Yaratıcı sanatın dijital orjileri

1987’deki ilk İstanbul Bienali’ne katılan çağdaş sanatçı Morellet’yi hiç unutmayacağız.

Necmi Sönmez

François Morellet, İstanbul sanat ortamıyla yakın bir diyalog içinde olan ender uluslararası sanatçılardan biriydi. 1987’de 1. İstanbul Bienali çerçevesinde Aya İrini’de ülkemizde ilk işini sergileyen Morellet, 1994’te Maçka Sanat Galerisi’nde (MSG), 2012’de ise Borusan Contemporary’de kişisel sergiler düzenledi.

Belli bir sanat eğitimi almadan sanatla ilgilenmeye başlayan Morellet, 1926’da Fransa’nın Cholet kentinde doğdu. 1950’de ilk kişisel sergisini Paris’te açan sanatçı, o yıllarda tartışılmaya başlanan “L’Art Contret” akımının öncü sanatçılarından biri olarak çalışmalarını her türlü duygusallık, dışavurumculuktan uzak “sistemler” üzerinde geliştirdi. Geometrik soyutlamayı farklı araştırmalarının odağına yerleştiren Morellet, 1960-68 arasında GRAV grubu üyelerinden biri olarak, yalın formlar üzerine yoğunlaştı.

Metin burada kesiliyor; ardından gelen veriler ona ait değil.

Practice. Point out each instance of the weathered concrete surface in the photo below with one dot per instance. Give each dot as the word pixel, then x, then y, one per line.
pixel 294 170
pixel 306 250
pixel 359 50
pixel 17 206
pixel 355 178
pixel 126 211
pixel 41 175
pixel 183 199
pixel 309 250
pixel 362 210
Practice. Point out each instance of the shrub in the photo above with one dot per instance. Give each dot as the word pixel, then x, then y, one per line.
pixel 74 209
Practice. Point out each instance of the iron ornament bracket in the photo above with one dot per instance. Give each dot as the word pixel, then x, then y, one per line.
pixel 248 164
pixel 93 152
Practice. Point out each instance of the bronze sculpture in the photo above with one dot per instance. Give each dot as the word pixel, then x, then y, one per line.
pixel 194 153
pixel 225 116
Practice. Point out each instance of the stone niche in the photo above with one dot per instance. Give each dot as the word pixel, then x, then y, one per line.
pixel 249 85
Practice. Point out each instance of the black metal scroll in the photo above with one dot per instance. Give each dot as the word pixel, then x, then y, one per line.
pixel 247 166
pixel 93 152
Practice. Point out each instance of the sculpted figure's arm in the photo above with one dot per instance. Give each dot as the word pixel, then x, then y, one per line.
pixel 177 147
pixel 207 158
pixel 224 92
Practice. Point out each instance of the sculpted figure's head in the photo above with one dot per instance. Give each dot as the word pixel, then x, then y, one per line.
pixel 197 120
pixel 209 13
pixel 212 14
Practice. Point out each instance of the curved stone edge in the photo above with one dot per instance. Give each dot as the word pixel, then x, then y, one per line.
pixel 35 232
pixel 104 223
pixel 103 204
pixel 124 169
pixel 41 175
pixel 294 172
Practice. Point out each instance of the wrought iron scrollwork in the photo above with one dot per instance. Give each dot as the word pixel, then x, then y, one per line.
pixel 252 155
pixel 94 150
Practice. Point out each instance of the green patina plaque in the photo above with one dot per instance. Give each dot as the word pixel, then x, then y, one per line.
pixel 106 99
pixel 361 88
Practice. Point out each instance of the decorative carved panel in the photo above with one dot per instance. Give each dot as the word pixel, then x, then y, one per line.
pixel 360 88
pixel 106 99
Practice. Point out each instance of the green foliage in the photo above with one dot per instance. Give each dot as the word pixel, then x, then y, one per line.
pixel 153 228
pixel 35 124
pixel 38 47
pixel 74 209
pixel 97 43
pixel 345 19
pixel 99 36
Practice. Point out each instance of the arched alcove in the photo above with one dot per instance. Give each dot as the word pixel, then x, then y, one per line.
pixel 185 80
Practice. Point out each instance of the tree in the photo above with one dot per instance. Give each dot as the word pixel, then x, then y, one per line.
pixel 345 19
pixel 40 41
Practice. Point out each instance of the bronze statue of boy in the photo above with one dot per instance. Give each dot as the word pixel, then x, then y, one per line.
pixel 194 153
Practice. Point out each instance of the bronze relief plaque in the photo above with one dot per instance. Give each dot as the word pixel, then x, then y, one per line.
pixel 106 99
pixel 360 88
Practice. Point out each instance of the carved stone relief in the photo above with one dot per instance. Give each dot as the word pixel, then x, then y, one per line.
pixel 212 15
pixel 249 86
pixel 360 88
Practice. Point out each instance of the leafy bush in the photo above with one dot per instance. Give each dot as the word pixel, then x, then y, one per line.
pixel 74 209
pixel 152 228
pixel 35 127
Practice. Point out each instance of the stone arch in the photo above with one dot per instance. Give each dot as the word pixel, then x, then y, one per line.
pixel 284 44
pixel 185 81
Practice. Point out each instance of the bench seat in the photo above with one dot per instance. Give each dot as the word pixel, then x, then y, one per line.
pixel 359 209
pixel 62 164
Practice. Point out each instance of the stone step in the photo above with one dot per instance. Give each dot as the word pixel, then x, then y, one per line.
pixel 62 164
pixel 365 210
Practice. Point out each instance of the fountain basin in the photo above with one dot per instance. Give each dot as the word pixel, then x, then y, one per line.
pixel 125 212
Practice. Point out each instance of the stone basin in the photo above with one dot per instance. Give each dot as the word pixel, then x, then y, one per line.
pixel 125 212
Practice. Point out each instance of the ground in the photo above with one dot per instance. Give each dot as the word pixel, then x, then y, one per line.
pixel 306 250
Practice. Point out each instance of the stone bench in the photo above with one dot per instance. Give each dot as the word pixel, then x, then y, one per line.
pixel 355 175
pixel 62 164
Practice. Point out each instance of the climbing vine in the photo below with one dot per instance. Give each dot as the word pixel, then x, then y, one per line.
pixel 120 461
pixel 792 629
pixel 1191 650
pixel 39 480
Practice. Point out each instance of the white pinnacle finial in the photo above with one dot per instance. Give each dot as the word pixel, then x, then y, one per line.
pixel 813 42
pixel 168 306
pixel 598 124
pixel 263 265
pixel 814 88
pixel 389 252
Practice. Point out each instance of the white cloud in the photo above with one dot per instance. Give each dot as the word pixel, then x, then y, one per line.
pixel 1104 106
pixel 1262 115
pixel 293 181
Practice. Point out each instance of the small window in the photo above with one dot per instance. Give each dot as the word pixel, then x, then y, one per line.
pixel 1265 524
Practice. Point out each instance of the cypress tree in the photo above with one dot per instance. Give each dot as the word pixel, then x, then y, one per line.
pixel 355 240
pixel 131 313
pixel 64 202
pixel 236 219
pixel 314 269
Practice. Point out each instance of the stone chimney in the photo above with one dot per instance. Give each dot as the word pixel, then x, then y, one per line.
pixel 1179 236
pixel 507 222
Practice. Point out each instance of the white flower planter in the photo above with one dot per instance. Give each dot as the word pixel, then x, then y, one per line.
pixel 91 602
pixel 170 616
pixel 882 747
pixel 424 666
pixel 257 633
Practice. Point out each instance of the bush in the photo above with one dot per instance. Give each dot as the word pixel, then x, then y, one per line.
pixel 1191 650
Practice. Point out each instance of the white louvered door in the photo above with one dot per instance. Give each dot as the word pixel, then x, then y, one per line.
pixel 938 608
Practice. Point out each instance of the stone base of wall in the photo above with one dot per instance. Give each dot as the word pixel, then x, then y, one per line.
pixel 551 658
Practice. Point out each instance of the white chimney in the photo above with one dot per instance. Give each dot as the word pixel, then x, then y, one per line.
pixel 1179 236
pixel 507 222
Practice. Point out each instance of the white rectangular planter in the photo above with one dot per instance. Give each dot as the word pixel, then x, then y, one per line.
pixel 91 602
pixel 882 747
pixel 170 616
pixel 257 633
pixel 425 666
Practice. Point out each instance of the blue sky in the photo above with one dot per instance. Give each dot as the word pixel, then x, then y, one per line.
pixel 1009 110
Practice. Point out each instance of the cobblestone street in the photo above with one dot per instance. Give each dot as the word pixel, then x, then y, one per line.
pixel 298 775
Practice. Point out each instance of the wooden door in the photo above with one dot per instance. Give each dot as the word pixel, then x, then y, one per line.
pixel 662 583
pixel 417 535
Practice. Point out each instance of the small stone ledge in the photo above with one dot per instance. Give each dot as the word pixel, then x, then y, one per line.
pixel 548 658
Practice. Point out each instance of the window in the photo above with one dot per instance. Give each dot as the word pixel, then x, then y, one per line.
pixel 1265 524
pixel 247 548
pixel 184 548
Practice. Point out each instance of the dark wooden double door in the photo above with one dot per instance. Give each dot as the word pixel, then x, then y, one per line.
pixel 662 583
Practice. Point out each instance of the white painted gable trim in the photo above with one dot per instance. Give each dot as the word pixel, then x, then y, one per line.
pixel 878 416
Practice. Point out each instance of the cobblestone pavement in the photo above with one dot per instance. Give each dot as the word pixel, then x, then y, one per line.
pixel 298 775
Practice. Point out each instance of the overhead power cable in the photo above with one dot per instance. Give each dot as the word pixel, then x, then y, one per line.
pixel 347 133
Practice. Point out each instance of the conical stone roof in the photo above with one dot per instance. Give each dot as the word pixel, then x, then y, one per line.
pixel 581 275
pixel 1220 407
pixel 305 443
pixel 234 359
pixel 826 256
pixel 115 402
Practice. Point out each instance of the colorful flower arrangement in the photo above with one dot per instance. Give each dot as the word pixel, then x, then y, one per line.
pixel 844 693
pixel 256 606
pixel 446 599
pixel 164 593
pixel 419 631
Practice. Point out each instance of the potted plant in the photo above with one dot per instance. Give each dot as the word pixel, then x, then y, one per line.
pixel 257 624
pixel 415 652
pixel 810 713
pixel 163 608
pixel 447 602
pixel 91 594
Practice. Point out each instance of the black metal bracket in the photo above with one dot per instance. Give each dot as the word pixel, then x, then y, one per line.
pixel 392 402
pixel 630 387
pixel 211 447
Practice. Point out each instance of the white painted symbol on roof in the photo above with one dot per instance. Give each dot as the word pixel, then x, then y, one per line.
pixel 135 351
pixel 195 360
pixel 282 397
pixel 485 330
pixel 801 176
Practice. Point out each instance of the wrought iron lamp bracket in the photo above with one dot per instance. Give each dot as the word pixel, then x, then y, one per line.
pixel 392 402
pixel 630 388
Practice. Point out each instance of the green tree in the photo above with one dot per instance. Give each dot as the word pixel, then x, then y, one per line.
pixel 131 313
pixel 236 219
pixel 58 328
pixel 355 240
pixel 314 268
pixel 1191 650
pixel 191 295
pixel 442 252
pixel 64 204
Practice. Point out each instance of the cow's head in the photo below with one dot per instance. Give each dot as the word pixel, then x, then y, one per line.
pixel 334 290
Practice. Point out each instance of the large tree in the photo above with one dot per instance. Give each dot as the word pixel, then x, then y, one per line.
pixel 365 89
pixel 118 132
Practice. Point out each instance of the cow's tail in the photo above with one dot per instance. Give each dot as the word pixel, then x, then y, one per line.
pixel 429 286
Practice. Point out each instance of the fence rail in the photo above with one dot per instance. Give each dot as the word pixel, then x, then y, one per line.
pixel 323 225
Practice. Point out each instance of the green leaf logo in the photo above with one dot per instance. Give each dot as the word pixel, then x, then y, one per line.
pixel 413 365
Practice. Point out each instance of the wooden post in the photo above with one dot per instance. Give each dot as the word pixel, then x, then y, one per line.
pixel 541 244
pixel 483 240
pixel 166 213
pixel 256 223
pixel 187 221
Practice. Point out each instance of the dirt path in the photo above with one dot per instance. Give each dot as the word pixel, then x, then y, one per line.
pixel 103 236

Çizgilerini 1962’den itibaren mekânlara taşıyarak o yıllarda ‘intervension’, günümüzde ise ‘installation’ olarak isimlendirilen üç boyutlu çalışmalarına başlayan sanatçı, ‘meşhur’ neonlu (1962), geçici siyah bandlı (1968) işlerine o sırada başladı.

Mayıs 1968 hareketi, aynı zamanda sanat ortamını da derinden etkileyerek, görsel araştırmaların, politik, sosyal, ekonomik içerikli olması gerektiğini savunduğunda, yeni bir estetik anlayışın kapılarını aralıyordu. Morellet ise o sırada, geometrinin dekoratif ve kendisini durmadan tekrar eden boyutunu zaten çoktan aşmıştı. Kendine özgü espri anlayışıyla geometrinin ortodoksluğunu etkileyici deneylerle aşan Morellet, 1980 ve 1990’lı yıllarda izleyicilere, hem düşünebilecekleri, hem de keyif alabileceği bir “sistemler dünyası” sunmayı başarmıştı.

1994 MSG katalog yazısı nedeniyle tanıştığım François ile yakınlaşmam, daha sonra Almanya, Avusturya ve Hollanda’da müzelerindeki ortak etkinliklerimiz nedeniyle gelişti. Sanatı, geometri, sistemler ve rakamlar gibi ölçülebilen değerler üzerine kurulu olmasına rağmen, izleyicinin düş gücüne yeni enerjiler taşıyan “tuhaf bir mizah” anlayışı üzerine kuruluydu. Çizgi, form, renk gibi elemanları “sanatsal çerçeveden” çıkarıp, insanın kendi doğasına, dünyasına sokarken François kara mizahın tüm elemanlarını kullanarak, pek az sanatçının başarabildiği “görsel rahatlamayı” devreye sokuyordu.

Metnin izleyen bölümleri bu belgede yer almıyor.